On Friday, the Obama administration nixed the CLASS program. Still, speakers at the LeadingAge annual meeting on Monday said the controversial long-term health care program has the potential to succeed.
“We’re still reading through the appendices [of the administration’s analysis], waiting to see their ideas” for how to make it work, said Connie Garner, executive director of the advocacy group Advance CLASS. “All we see so far is how hard it is to think outside the box.”
Garner, who has worked on the CLASS Act since its origins in the late Sen. Edward Kennedy’s office, was joined in the panel by Judy Feder, a public policy professor at Georgetown University, and Bob Yee, who authored the actuarial analysis of CLASS for the Department of Health and Human Services. The three agreed that there was room for further exploration of the CLASS program, and it was premature for the administration to shut it down.
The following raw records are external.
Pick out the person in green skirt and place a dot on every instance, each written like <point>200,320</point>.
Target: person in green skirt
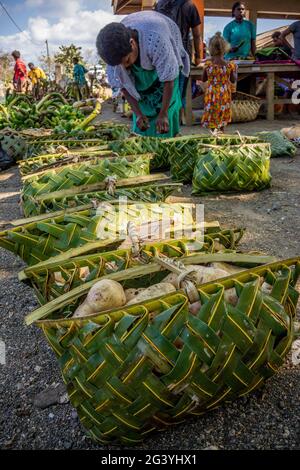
<point>145,56</point>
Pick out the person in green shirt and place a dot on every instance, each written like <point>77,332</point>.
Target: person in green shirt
<point>241,34</point>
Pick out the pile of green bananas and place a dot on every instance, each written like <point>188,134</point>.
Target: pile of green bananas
<point>52,112</point>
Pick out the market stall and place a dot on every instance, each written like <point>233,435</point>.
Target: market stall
<point>273,72</point>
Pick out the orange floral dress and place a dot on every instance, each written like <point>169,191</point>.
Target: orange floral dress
<point>217,101</point>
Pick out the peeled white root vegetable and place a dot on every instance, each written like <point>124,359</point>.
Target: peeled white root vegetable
<point>291,132</point>
<point>229,268</point>
<point>104,295</point>
<point>132,293</point>
<point>151,292</point>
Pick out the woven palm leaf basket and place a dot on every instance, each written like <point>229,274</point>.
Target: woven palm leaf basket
<point>58,275</point>
<point>236,168</point>
<point>85,173</point>
<point>244,107</point>
<point>140,368</point>
<point>61,158</point>
<point>13,143</point>
<point>41,237</point>
<point>49,146</point>
<point>182,152</point>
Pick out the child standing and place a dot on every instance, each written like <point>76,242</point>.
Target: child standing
<point>219,75</point>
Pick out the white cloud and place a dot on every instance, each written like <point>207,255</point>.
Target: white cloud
<point>79,27</point>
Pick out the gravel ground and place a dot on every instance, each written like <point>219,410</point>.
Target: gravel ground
<point>266,419</point>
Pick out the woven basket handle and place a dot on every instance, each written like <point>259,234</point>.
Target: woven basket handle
<point>135,239</point>
<point>241,137</point>
<point>183,280</point>
<point>110,184</point>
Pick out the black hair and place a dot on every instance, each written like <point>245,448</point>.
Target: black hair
<point>276,34</point>
<point>16,54</point>
<point>235,5</point>
<point>113,43</point>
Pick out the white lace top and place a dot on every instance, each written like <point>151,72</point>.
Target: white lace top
<point>161,48</point>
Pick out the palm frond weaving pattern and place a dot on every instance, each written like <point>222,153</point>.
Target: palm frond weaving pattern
<point>134,371</point>
<point>182,152</point>
<point>85,174</point>
<point>140,145</point>
<point>146,193</point>
<point>44,146</point>
<point>55,278</point>
<point>240,168</point>
<point>44,162</point>
<point>50,236</point>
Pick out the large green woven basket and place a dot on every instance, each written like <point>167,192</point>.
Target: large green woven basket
<point>182,153</point>
<point>134,371</point>
<point>49,146</point>
<point>85,173</point>
<point>44,162</point>
<point>235,168</point>
<point>53,277</point>
<point>146,193</point>
<point>43,236</point>
<point>140,145</point>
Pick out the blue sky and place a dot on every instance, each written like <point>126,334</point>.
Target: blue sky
<point>66,21</point>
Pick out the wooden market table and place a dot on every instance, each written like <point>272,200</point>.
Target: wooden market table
<point>273,72</point>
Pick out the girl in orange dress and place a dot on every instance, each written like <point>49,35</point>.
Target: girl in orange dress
<point>219,75</point>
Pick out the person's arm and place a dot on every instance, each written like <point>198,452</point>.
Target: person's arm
<point>233,75</point>
<point>195,25</point>
<point>162,122</point>
<point>284,35</point>
<point>197,43</point>
<point>253,39</point>
<point>142,121</point>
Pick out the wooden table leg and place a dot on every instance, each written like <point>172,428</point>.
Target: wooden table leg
<point>270,96</point>
<point>188,106</point>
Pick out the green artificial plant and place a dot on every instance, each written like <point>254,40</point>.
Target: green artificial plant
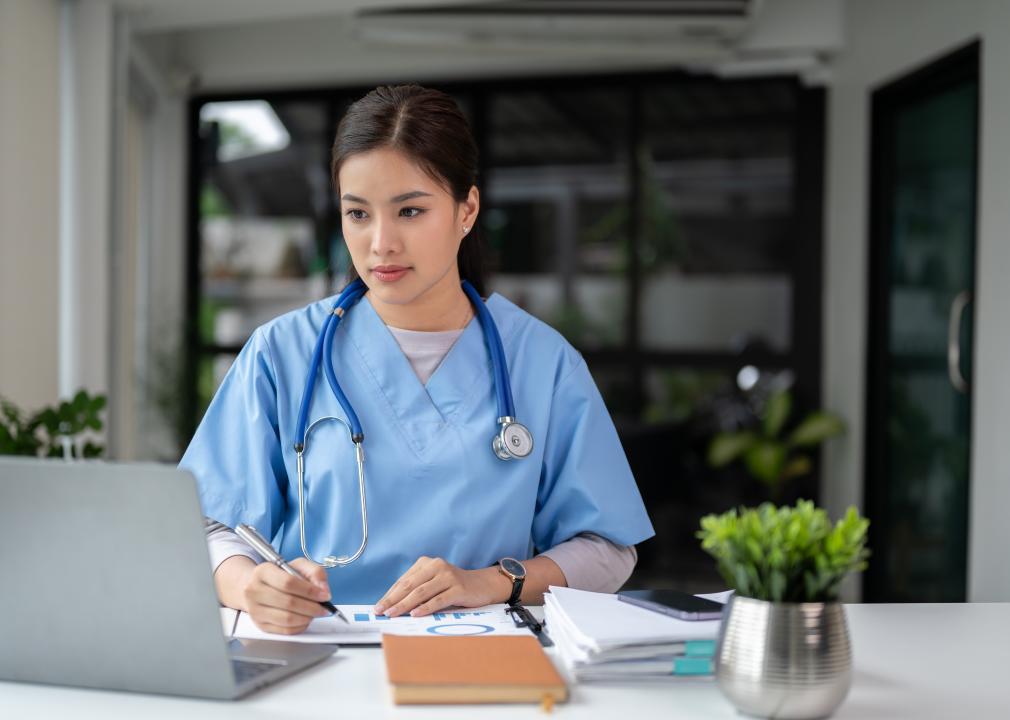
<point>47,432</point>
<point>787,554</point>
<point>770,454</point>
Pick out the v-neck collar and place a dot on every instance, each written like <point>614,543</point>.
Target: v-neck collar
<point>422,411</point>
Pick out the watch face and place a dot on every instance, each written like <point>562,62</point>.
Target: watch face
<point>513,567</point>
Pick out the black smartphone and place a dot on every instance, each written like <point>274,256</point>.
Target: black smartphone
<point>674,603</point>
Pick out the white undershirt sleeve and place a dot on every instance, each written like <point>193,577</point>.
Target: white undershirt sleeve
<point>223,543</point>
<point>593,562</point>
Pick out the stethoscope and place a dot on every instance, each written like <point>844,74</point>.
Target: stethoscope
<point>513,439</point>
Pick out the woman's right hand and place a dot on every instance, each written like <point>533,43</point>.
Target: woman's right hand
<point>279,602</point>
“I feel pretty comfortable there are ideas out there that could make it work,” Yee said, citing how a few of the insurance models he tested showed potential.
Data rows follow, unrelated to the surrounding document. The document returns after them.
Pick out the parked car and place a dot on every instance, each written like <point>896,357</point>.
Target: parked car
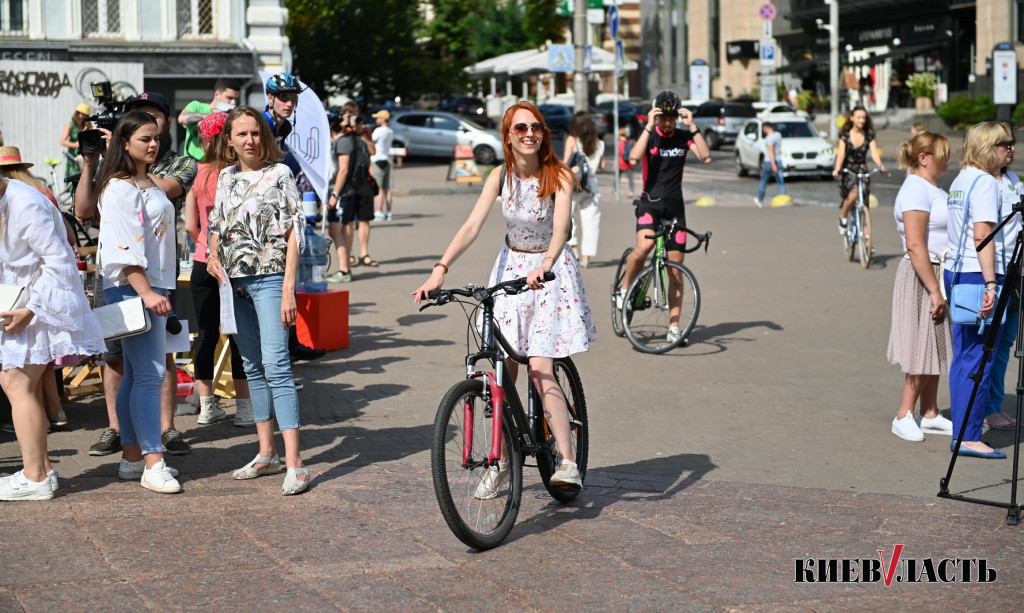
<point>434,134</point>
<point>720,121</point>
<point>428,101</point>
<point>557,118</point>
<point>805,152</point>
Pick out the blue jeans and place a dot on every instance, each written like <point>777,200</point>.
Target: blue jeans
<point>145,363</point>
<point>968,345</point>
<point>1008,336</point>
<point>263,344</point>
<point>765,173</point>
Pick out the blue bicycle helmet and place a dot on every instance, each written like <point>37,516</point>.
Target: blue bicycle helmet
<point>283,83</point>
<point>668,101</point>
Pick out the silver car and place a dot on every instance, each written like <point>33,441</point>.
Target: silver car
<point>434,134</point>
<point>805,152</point>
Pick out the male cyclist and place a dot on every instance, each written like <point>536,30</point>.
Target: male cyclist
<point>663,149</point>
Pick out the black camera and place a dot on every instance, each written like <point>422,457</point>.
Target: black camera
<point>91,141</point>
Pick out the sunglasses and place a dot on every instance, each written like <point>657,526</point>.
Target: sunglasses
<point>520,129</point>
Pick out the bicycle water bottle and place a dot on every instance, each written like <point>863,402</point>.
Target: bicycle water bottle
<point>312,262</point>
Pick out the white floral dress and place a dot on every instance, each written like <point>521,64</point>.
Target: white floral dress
<point>554,321</point>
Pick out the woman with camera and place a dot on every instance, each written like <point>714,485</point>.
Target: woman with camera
<point>256,230</point>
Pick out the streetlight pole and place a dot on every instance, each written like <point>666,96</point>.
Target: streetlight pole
<point>834,68</point>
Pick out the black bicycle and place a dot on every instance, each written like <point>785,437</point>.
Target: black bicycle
<point>482,416</point>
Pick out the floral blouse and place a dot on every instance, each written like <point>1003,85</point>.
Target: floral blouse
<point>136,228</point>
<point>252,216</point>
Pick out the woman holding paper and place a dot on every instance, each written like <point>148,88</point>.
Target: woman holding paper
<point>54,322</point>
<point>205,290</point>
<point>256,230</point>
<point>136,251</point>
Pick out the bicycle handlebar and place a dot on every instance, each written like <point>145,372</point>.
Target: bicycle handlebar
<point>514,286</point>
<point>666,227</point>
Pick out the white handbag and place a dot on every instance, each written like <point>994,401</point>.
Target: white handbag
<point>125,318</point>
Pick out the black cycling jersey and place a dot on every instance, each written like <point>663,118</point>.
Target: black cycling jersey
<point>663,164</point>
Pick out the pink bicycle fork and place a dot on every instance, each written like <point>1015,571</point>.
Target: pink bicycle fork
<point>497,403</point>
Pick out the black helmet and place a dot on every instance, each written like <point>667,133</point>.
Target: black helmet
<point>668,101</point>
<point>283,83</point>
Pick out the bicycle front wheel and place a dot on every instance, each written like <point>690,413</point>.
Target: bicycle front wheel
<point>479,518</point>
<point>646,313</point>
<point>864,245</point>
<point>616,313</point>
<point>548,457</point>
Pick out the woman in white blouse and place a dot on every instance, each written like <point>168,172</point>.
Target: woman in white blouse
<point>55,322</point>
<point>919,341</point>
<point>136,252</point>
<point>256,230</point>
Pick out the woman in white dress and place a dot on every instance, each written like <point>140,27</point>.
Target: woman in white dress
<point>55,322</point>
<point>583,138</point>
<point>554,319</point>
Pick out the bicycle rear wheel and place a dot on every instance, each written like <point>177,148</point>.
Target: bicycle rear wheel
<point>463,424</point>
<point>864,245</point>
<point>547,457</point>
<point>646,312</point>
<point>616,313</point>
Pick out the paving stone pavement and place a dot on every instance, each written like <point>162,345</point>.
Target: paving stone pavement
<point>713,468</point>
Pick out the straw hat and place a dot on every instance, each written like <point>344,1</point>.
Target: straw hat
<point>10,156</point>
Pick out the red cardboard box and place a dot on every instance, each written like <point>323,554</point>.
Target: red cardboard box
<point>323,321</point>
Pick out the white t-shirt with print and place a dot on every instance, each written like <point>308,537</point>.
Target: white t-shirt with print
<point>984,207</point>
<point>919,194</point>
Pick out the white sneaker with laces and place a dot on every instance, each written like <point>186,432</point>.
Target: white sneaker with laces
<point>567,474</point>
<point>907,429</point>
<point>210,411</point>
<point>936,425</point>
<point>493,480</point>
<point>160,479</point>
<point>17,487</point>
<point>130,471</point>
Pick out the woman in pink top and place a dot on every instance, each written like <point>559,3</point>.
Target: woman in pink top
<point>206,296</point>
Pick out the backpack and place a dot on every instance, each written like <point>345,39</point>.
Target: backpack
<point>579,161</point>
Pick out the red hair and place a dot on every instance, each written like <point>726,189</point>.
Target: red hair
<point>554,173</point>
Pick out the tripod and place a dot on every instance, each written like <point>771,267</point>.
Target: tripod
<point>1013,272</point>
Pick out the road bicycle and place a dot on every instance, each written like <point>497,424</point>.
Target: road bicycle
<point>646,306</point>
<point>483,414</point>
<point>857,236</point>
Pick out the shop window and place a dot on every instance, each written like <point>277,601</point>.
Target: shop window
<point>195,18</point>
<point>12,22</point>
<point>101,17</point>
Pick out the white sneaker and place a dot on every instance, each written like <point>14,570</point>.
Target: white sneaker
<point>244,412</point>
<point>492,482</point>
<point>620,298</point>
<point>936,425</point>
<point>160,479</point>
<point>17,487</point>
<point>907,429</point>
<point>210,411</point>
<point>133,470</point>
<point>567,474</point>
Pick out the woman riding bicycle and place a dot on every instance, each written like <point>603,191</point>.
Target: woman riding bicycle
<point>554,320</point>
<point>856,141</point>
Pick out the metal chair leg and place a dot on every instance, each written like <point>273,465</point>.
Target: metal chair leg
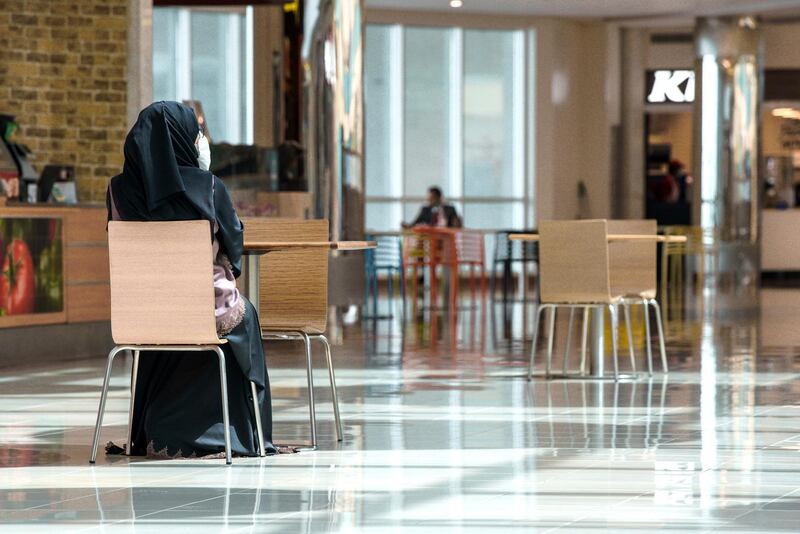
<point>102,408</point>
<point>584,337</point>
<point>257,412</point>
<point>334,394</point>
<point>223,383</point>
<point>312,414</point>
<point>626,308</point>
<point>103,396</point>
<point>551,335</point>
<point>660,326</point>
<point>613,310</point>
<point>647,344</point>
<point>569,339</point>
<point>134,375</point>
<point>390,292</point>
<point>537,314</point>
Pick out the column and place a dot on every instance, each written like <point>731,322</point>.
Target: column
<point>727,119</point>
<point>333,67</point>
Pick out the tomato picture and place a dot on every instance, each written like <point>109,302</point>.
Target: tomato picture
<point>17,280</point>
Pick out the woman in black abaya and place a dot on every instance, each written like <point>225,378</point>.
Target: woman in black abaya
<point>177,412</point>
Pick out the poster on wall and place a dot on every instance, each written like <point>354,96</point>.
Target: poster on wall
<point>31,269</point>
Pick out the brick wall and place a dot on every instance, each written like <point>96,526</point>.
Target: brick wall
<point>63,75</point>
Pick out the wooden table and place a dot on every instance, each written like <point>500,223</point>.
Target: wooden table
<point>612,238</point>
<point>253,250</point>
<point>597,360</point>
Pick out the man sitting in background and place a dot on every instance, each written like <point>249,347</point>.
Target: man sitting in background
<point>436,213</point>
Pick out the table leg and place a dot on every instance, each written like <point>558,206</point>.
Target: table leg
<point>598,343</point>
<point>250,278</point>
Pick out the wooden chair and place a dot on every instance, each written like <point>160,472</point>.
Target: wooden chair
<point>293,303</point>
<point>171,311</point>
<point>573,258</point>
<point>633,275</point>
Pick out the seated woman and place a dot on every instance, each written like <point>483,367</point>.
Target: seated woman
<point>177,411</point>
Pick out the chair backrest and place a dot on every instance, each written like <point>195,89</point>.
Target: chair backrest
<point>573,260</point>
<point>162,283</point>
<point>469,247</point>
<point>294,284</point>
<point>418,247</point>
<point>388,254</point>
<point>633,263</point>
HHS Secretary Kathleen Sebelius wrote to members of Congress Friday that she did “not see a viable path forward for CLASS implementation at this time.” The 2010 health law, which established the program, required Sebelius to certify that it would be self-sustaining, affordable to the public and financially viable for at least 75 years. Sebelius said the program did not meet those expectations.
Monday also brought news from the Congressional Budget Office that repeal of the CLASS Act would be budget neutral.
Despite the writing on the wall, Garner said Sebelius has the authority to adjust CLASS as she sees fit until it meets the requirements. In her interpretation, the 2010 health law merely “gave fundamental parameters” to work within. Garner compared the program to a Rubik’s cube that the administration hasn’t given itself enough time to solve.
“I’m not sure the administration knew how to twist this correctly,” she said, holding up her own Rubik’s cube in frustration.
Further actuarial analysis should be done, according to Garner, who also proposed restarting discussions with private insurers for a potential hybrid model for long-term care insurance. Yee agreed, noting that models tested for HHS included several ideas from private insurers. “I don’t know why they’re backing away,” Yee said of the administration.
Overall, the panelists emphasized the need to keep going with CLASS and address the issue of long-term care.
“This is not the time to stop the conversation,” Garner said.